Scrutiny of these agreements isn’t focused just at the FTC. Just last month, the National Labor Relations Board General Counsel Jennifer Abruzzo issued a memo telling NLRB lawyers that noncompete agreements limit employee rights and might infringe on the National Labor Relations Act, which protects workers’ rights to collective bargaining. It’s this guidance that gives NLRB lawyers authority to charge employers with unfair labor practices.

“Noncompete provisions reasonably tend to chill employees in the exercise … rights when the provisions could reasonably be construed by employees to deny them the ability to quit or change jobs by cutting off their access to other employment opportunities that they are qualified for based on their experience, aptitudes, and preferences as to type and location of work,” Ms. Abruzzo said.

Catherine Fisk, an employment and labor law professor at the University of California, Berkeley, said the NLRB reasoned that noncompete agreements could infringe on federal law protecting workers’ rights to unionize.

“That’s because they intimidate employees from doing anything that would prompt the employer to fire them for fear that the noncompete would prevent the employee from working in any other job in the same industry for the duration of the agreement (typically a year or two),” Ms. Fisk said in an email.

She said that just because an employee agrees to a noncompete deal doesn’t mean it is an enforceable contract.

“The fact that the employer has paid the employee to sign the non-compete agreement does not change the analysis,” Ms. Fisk said. “There are lots of contracts that are unenforceable, even if the person was paid to agree: you can’t sell yourself into slavery, for any price. You can’t enforce a contract to engage in any other illegal activity (e.g., sales of illegal drugs, prostitution in states that outlaw it, child labor, etc.).”

Ms. Skeet, the business ethicist, said that while employers’ have rights to protect their interests, workers also have autonomy, calling it a fundamental right.

“People have a right to not be treated as a means to an end. To the degree that a noncompete is used to thwart the activities of competing companies from hiring qualified workers, employees affected by them are being used as a means to that end,” she said.

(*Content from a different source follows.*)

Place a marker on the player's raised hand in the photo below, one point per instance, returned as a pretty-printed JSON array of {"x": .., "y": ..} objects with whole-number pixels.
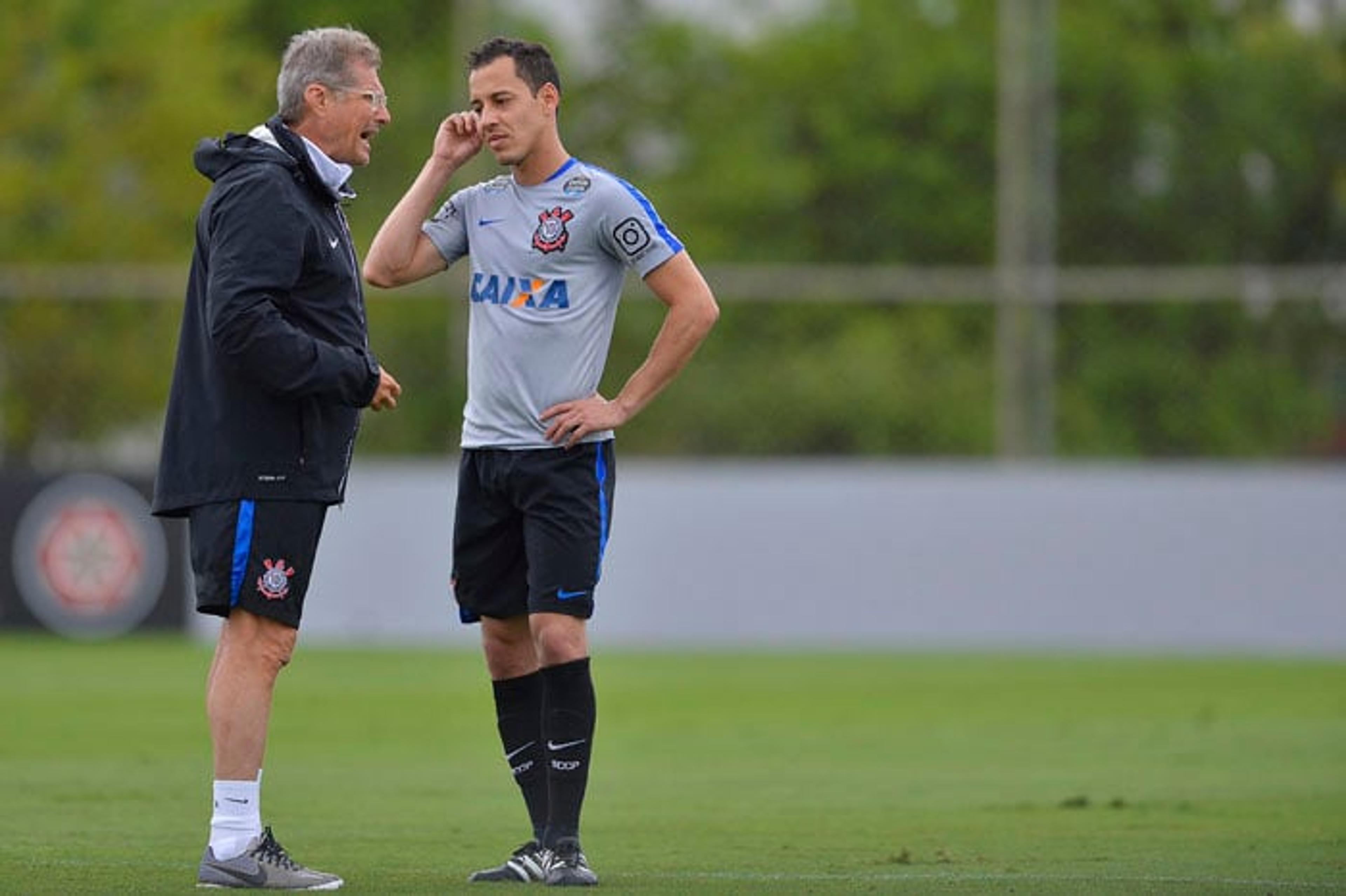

California, North Dakota, Oklahoma and Washington, D.C., ban the use of noncompete agreements.

According to a 2022 report by the Society for Human Resource Management, the use of the agreements is becoming less common. Nine states — Colorado, Maryland, Maine, Illinois, New Hampshire, Washington, Virginia, Oregon, and Rhode Island — allow non-compete agreements only if an employee earns a certain amount of money.

Michael Green, an employment and labor law professor at Texas A&M University, said noncompete agreements generally have been covered by state law and can vary in restrictions and enforcement between jurisdictions.

Certain limitations on noncompete agreements have emerged in part because of the #MeToo movement, he added.

“With the growth of the #Metoo movement, policymakers have become more interested in limiting employer agreements that insist employees do not have certain rights that can deter open resolution of sexual harassment and assault claims. As a result, efforts to limit arbitration, non-disclosure and even covenants not to compete have become subject to more scrutiny and some states with California being a key leader have sought to ban such agreements,” Mr. Green said.

He said to expect court challenges if the FTC or the NLRB bans noncompete agreements, given that states have ruled on contract law in this area.

“On the state issue, it has been a long-standing approach that each state can determine whether covenants not to compete are enforceable and I assume that will not change,” he said. “Whether the federal agency [the FTC or the NLRB] attempts to outlaw these agreements will likely have to be resolved ultimately through court challenges.”

A spokesperson from the FTC did not immediately respond to a request for comment.